Directive Coding

By Jeff Layton

08/12/2015 08:37 pm

With directive coding, you annotate code with compiler directives to take advantage of parallelism or accelerators. The two primary standards are OpenACC and OpenMP.

Ellie Arroway: You found the primer.
S. R. Hadden: Clever girl! Lights. … Pages and pages of data. Over 63 thousand in all, and on the perimeter of each …
Ellie Arroway: …alignment symbols, registration marks, but they don’t line up.
S. R. Hadden: They do, if you think like a Vegan. An alien intelligence is going to be more advanced. That means efficiency functioning on multiple levels and in multiple dimensions.
Ellie Arroway: Yes! Of course. Where is the primer?
S. R. Hadden: You'll see. Every three-dimensional page contains a piece of the primer; there it was all the time, staring you in the face. Buried within the message itself, is the key …
– Contact (1997)

I've always loved this interaction from the movie Contact.
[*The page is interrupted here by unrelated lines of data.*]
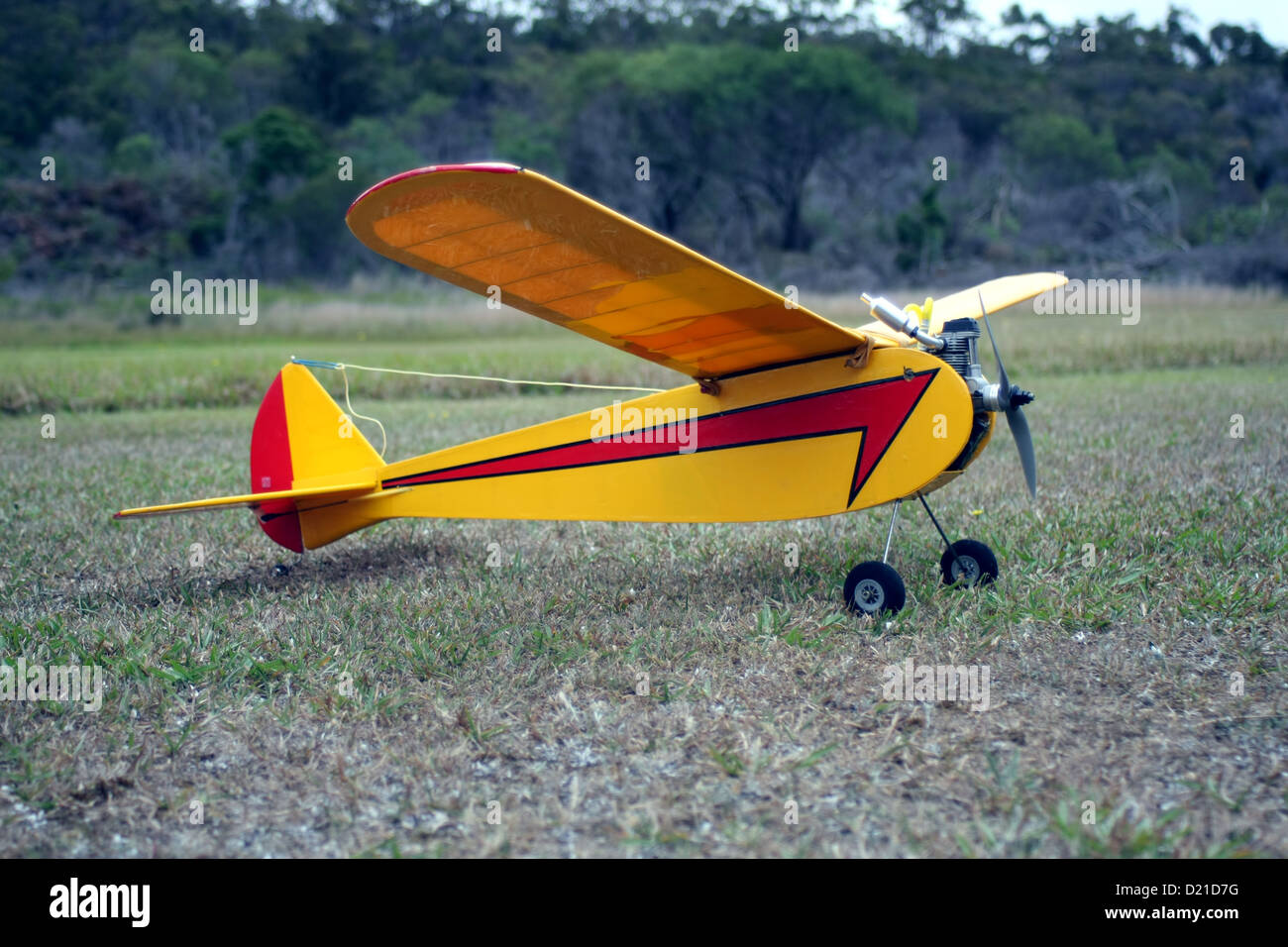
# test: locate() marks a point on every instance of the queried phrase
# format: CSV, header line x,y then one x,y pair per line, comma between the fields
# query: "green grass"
x,y
378,696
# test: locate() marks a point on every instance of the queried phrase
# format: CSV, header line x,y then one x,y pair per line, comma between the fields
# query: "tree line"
x,y
802,146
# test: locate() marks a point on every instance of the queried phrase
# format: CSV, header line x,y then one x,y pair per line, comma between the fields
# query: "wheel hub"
x,y
965,566
868,595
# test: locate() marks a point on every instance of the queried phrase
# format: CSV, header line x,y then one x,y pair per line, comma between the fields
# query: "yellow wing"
x,y
567,260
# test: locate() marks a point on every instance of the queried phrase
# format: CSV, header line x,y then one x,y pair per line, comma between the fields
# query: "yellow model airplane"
x,y
790,415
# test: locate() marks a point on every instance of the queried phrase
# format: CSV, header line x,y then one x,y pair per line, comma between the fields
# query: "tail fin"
x,y
303,440
307,462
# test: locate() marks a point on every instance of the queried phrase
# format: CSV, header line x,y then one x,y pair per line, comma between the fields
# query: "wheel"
x,y
974,564
874,587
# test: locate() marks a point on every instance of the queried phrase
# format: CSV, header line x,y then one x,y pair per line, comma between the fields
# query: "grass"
x,y
634,689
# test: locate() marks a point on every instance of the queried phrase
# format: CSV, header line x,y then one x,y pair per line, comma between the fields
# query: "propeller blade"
x,y
1024,442
1016,418
1005,390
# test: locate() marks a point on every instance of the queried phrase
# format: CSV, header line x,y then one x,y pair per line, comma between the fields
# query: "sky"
x,y
1270,17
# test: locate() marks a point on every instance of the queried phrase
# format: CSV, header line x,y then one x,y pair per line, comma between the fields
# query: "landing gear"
x,y
967,562
875,586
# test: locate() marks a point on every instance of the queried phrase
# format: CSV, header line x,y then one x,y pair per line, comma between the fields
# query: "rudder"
x,y
303,438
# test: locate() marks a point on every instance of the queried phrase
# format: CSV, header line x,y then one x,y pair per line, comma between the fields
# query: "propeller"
x,y
1012,398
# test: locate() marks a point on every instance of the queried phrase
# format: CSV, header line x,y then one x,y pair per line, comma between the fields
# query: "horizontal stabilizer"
x,y
343,491
997,295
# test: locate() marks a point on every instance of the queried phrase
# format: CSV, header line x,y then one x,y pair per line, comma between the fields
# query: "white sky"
x,y
1270,17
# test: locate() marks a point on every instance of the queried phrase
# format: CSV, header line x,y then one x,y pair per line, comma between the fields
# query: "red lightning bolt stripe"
x,y
877,408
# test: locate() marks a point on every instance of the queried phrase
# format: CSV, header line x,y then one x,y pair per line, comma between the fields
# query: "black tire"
x,y
874,587
974,558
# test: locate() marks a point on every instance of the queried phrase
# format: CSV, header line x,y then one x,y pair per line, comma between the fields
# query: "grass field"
x,y
1136,641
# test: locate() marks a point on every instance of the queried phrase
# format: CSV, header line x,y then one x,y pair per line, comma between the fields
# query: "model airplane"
x,y
790,415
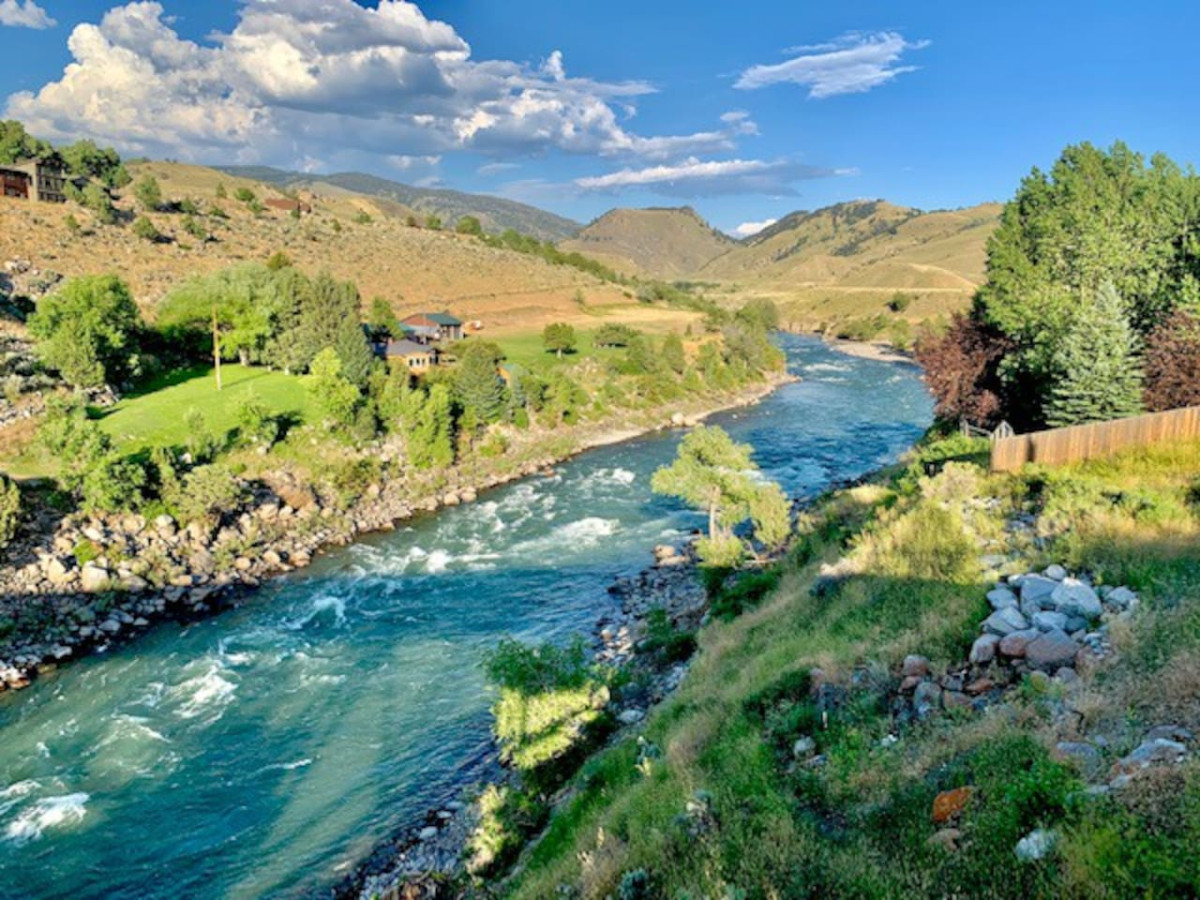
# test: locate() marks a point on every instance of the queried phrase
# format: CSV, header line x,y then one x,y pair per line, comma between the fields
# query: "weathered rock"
x,y
948,805
1049,621
983,651
1038,589
1001,598
1050,651
1036,845
1006,622
94,577
1017,643
1073,598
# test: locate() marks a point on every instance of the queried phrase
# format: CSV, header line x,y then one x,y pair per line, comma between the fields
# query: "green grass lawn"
x,y
155,413
528,351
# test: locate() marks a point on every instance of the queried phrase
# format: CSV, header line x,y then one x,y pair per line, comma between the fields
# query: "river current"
x,y
267,750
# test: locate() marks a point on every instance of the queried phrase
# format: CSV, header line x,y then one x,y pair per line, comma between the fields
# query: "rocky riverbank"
x,y
425,857
77,585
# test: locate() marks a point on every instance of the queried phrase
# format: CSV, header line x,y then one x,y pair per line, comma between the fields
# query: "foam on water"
x,y
48,813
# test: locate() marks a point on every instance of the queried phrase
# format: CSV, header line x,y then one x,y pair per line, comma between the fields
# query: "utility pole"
x,y
216,345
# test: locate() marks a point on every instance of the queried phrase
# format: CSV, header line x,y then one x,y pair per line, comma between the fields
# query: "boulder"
x,y
1006,622
94,577
1017,643
1073,598
1036,845
1001,598
1048,621
983,651
1038,589
1051,651
948,805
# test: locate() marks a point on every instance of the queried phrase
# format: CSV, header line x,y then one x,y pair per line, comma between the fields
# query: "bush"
x,y
10,510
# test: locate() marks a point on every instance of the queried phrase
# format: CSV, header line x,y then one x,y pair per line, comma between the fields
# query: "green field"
x,y
155,413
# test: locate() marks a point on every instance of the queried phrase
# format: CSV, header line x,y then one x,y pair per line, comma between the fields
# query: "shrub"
x,y
10,510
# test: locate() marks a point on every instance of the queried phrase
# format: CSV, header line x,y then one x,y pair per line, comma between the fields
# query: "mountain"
x,y
865,244
412,268
660,243
495,213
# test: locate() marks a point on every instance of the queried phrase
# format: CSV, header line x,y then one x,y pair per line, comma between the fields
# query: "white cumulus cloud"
x,y
748,229
853,64
24,13
708,178
330,82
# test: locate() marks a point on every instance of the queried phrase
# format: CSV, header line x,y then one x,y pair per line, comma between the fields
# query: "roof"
x,y
407,348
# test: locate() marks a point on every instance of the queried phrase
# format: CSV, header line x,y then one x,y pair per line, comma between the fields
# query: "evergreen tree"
x,y
1098,371
477,384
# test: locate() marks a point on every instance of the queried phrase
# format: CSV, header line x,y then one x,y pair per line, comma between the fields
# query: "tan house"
x,y
35,180
418,358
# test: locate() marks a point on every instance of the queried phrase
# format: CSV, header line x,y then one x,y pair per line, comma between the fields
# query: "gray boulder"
x,y
1074,598
1051,651
1006,622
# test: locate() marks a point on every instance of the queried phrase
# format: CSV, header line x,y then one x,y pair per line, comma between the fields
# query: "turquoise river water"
x,y
264,751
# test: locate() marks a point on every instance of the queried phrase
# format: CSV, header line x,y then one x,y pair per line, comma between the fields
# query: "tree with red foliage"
x,y
1173,363
963,370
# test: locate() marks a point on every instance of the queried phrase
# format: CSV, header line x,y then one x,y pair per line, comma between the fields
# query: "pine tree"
x,y
1098,370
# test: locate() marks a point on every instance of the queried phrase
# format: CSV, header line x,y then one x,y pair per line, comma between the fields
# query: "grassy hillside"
x,y
495,213
797,762
847,262
352,235
660,243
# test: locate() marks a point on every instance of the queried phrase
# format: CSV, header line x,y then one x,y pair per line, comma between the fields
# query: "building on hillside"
x,y
35,180
287,204
433,327
417,357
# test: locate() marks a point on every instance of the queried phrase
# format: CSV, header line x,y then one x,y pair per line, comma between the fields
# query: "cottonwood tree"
x,y
717,475
558,337
89,330
1099,371
1173,363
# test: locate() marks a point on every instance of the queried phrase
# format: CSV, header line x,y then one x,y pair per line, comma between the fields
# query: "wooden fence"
x,y
1059,447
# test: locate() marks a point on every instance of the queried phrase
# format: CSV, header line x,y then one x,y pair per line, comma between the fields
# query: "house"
x,y
35,180
417,357
426,324
287,204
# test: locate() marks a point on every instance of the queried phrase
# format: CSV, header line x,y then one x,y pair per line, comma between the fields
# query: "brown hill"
x,y
412,268
850,261
659,243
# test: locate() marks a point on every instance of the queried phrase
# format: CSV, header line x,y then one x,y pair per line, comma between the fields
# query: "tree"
x,y
673,354
337,397
469,225
963,370
1099,375
714,474
477,384
148,193
558,337
89,330
381,318
1173,363
145,229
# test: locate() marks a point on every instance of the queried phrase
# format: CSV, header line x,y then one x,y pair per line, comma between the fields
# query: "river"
x,y
264,751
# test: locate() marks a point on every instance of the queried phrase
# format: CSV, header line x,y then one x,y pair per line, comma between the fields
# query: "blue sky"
x,y
743,111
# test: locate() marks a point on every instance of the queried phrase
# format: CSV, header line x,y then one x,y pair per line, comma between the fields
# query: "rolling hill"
x,y
495,213
659,243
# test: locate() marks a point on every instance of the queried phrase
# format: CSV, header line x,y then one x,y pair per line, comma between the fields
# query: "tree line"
x,y
1091,306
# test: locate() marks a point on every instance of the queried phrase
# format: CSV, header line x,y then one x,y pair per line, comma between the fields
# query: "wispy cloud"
x,y
853,64
748,229
24,13
697,178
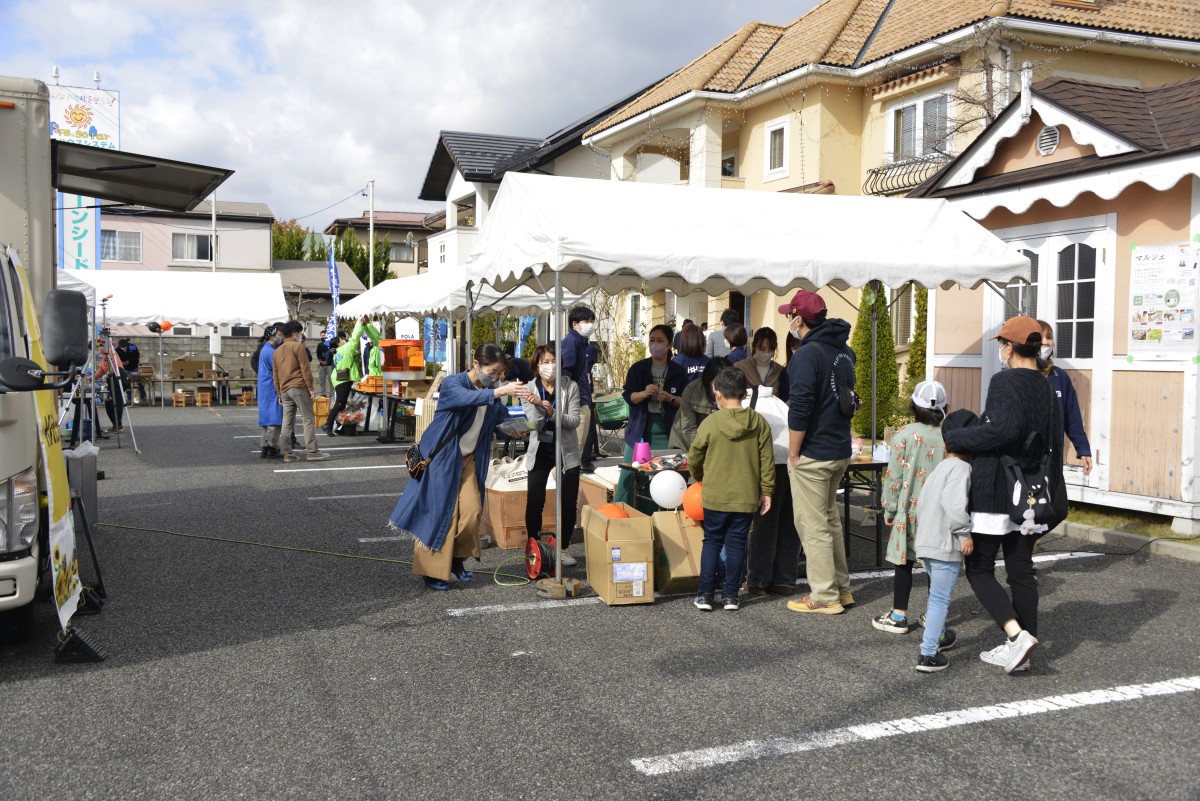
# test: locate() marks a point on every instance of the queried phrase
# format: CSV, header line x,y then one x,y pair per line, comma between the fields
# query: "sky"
x,y
307,104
To me, it illustrates that you constantly have to think about all aspects of a problem and can't focus on just one thing too long. You have to spin the problem, turn it around, and turn it inside out to understand the problem and solve it – or at least take a step in that direction.

Two current trends in the HPC world are intersecting: using more than one core and using accelerators. They can result in lots of opportunities, but sometimes you need to turn a problem around and examine it from a different perspective to find an approach to solving the problem that comes from the intersection of possible solutions.

In the HPC world, opportunities can mean faster performance (it does stand for “high performance,” after all), easier or simpler programming, more portable code, or perhaps all three. To better understand the interaction, I’ll examine the trend of helping coders get past using only a single core.

Using More than One Core

XSEDE is an organization, primarily of colleges and universities, that integrates resources and services, mostly around HPC, and makes them easier to use and share. XSEDE’s services and tools allow the various facilities to be federated and shared. You can see a list of the resources on their web site. It's definitely not a small organization, having well over 12x10¹⁵ floating-point operations per second (12PFLOPS) of peak performance in aggregate.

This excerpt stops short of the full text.